Asian stocks fall as tech selloff sparks sharp KOSPI slump
Asian equity markets mostly decline on Tuesday as a fresh wave of technology sector selling completely overshadowed Wall Street's tech-led rally from the previous night.
  • Asian equity markets lose amid a wave of technology stocks selling
  • Samsung Electronics fell over 5% despite strong profits, while rival SK Hynix dropped nearly 4% ahead of its US listing.
  • South Korea's KOSPI experiences a severe 7.76% downturn as investors aggressively lock in recent AI-driven profits.

Asian equity markets mostly decline on Tuesday as a fresh wave of technology sector selling completely overshadowed Wall Street's tech-led rally from the previous night. South Korea's KOSPI index experiences a severe downturn, sliding 7.76% to trade near 7,420 as market participants aggressively lock in profits following a powerful, AI-driven rally.

Market bellwether Samsung Electronics tumbled over 5% despite reporting robust profit growth fueled by strong demand for AI data center memory chips. Similarly, rival chipmaker SK Hynix dropped nearly 4% as it formally launched the marketing process for its planned US listing.

In Japan, the Nikkei 225 falls 1.95% to trade near 68,380 while investors evaluated new domestic economic data, which revealed a 3.2% increase in nominal wages alongside a 0.4% dip in household spending for May.

Major tech and electronics components manufacturers led the downturn, with Kioxia Holdings plunging 8.3% and Lasertec shedding 6.4%. Conversely, financial heavyweights provided a pocket of resilience, as Mitsubishi UFJ and Mizuho Financial posted strong gains of 3.5% and 3.2%, respectively.

Greater China markets are also running the session lower, with Hong Kong's Hang Seng index slipping 0.60% to around 23,470 and mainland China's SSE Composite index losing 1.29% to sit near 3,990.

Asian stocks FAQs

Asia contributes around 70% of global economic growth and hosts several key stock market indices. Among the region’s developed economies, the Japanese Nikkei – which represents 225 companies on the Tokyo stock exchange – and the South Korean Kospi stand out. China has three important indices: the Hong Kong Hang Seng, the Shanghai Composite and the Shenzhen Composite. As a big emerging economy, Indian equities are also catching the attention of investors, who increasingly invest in companies in the Sensex and Nifty indices.

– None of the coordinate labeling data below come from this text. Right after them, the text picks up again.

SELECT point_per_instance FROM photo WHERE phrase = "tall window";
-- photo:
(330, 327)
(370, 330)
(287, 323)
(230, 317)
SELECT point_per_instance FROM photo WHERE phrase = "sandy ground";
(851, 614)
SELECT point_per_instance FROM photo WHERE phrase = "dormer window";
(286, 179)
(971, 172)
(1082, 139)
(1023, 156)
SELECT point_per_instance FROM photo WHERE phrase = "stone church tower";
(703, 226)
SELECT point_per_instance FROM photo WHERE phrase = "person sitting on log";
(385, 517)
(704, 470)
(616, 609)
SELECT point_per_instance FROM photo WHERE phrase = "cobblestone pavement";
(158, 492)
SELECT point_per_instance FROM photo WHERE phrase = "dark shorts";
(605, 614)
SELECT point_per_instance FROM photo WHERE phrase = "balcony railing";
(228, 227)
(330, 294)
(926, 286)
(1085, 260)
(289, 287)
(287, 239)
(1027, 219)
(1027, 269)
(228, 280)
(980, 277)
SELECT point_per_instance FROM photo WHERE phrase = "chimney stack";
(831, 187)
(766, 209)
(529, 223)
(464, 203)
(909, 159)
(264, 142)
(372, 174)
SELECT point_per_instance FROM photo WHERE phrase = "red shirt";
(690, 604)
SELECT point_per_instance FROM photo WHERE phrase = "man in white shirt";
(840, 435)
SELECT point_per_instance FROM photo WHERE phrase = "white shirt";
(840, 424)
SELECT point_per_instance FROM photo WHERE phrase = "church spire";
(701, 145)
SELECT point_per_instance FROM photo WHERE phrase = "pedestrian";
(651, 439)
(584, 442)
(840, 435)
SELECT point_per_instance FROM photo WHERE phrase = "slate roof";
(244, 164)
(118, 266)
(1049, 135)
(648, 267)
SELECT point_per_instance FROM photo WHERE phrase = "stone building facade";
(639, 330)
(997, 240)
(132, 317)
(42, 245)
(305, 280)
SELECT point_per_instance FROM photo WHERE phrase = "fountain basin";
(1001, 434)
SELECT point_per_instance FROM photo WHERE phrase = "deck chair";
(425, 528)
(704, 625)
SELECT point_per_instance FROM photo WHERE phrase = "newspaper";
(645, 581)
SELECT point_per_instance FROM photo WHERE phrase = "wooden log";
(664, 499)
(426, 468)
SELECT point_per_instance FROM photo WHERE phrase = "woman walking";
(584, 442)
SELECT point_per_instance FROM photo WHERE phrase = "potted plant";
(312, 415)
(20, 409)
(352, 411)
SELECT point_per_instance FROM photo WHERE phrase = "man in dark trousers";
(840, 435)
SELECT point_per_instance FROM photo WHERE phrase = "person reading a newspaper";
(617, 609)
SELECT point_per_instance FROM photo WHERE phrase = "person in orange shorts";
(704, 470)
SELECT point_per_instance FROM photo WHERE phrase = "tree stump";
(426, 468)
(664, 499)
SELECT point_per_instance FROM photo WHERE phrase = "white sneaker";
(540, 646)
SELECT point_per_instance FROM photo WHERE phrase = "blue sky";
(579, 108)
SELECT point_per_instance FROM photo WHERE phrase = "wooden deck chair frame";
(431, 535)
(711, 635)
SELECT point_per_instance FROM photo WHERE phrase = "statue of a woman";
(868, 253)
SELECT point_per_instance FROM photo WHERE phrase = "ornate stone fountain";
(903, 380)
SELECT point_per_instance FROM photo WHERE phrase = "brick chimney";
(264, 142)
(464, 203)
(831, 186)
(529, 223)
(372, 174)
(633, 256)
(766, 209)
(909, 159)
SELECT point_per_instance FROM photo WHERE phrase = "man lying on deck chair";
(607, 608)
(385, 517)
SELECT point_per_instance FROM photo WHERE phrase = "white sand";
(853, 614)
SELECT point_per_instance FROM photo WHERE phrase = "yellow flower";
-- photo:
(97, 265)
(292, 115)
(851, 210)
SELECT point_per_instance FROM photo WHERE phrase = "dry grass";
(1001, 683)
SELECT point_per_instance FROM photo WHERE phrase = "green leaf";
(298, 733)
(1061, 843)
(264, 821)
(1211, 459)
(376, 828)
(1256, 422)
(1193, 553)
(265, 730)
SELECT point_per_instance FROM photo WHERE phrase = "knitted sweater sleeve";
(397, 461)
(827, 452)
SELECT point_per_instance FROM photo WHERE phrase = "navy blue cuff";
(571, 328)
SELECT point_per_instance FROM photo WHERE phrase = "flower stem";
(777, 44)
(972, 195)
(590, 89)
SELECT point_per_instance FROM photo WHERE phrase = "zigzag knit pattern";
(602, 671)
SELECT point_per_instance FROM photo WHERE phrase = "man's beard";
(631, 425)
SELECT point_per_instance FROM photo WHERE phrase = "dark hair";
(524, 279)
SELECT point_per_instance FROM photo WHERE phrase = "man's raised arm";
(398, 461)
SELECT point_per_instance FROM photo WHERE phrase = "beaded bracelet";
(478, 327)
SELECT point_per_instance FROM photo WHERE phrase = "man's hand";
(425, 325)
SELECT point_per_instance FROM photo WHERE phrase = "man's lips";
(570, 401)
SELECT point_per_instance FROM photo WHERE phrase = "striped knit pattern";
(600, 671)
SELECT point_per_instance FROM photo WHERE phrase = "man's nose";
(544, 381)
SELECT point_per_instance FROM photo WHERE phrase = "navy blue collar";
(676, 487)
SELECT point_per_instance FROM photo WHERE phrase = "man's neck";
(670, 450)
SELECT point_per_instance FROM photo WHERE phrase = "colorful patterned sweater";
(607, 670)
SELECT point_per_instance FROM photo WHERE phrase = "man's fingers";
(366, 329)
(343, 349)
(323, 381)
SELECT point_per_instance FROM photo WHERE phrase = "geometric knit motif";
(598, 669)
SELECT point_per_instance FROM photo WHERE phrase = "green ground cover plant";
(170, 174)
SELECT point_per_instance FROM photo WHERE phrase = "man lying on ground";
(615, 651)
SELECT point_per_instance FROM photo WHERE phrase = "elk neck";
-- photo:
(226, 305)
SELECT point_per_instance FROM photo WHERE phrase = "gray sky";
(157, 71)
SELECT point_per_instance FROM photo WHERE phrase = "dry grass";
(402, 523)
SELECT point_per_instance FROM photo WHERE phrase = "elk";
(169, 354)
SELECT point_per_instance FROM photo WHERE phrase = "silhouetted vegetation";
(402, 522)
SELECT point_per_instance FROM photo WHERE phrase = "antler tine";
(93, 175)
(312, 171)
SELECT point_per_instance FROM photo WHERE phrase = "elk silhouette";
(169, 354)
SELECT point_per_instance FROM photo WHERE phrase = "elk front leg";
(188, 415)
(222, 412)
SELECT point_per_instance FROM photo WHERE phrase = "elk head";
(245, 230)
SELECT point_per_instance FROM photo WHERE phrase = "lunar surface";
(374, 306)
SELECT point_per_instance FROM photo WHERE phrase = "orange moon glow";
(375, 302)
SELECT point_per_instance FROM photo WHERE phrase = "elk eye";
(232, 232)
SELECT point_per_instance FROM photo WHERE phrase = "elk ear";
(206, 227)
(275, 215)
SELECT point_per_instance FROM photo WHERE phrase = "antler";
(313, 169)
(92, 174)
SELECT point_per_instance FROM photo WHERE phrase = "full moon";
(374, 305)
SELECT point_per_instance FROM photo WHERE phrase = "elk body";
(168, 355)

Asia’s main economies are different, and each has specific sectors to pay attention to. Technology companies dominate in indices in Japan, South Korea, and increasingly, China. Financial services are leading stock markets such as Hong Kong or Singapore, considered key hubs for the sector. Manufacturing is also big in China and Japan, with a strong focus on automobile production or electronics. The growing middle class in countries like China and India is also giving more and more prominence to companies focused on retail and e-commerce.

Many different factors drive Asian stock market indices, but the main factor behind their performance is the aggregate results of the component companies revealed in their quarterly and annual earnings reports. The economic fundamentals of each country, as well as their central bank decisions or their government’s fiscal policies, are also important factors. More broadly, political stability, technological progress or the rule of law can also impact equity markets. The performance of US equity indices is also a factor as, more often than not, Asian markets take the lead from Wall Street stocks overnight. Finally, the broader risk sentiment in markets also plays a role as equities are considered a risky investment compared to other investment options such as fixed-income securities.

Investing in equities is risky by itself, but investing in Asian stocks comes along with region-specific risks to be taken into account. Asian countries have a wide range of political systems, from full democracies to dictatorships, so their political stability, transparency, rule of law or corporate governance requirements may diverge considerably. Geopolitical events such as trade disputes or territorial conflicts can lead to volatility in stock markets, as can natural disasters. Moreover, currency fluctuations can also have an impact on the valuation of Asian stock markets. This is particularly true in export-oriented economies, which tend to suffer from a stronger currency and benefit from a weaker one as their products become cheaper abroad.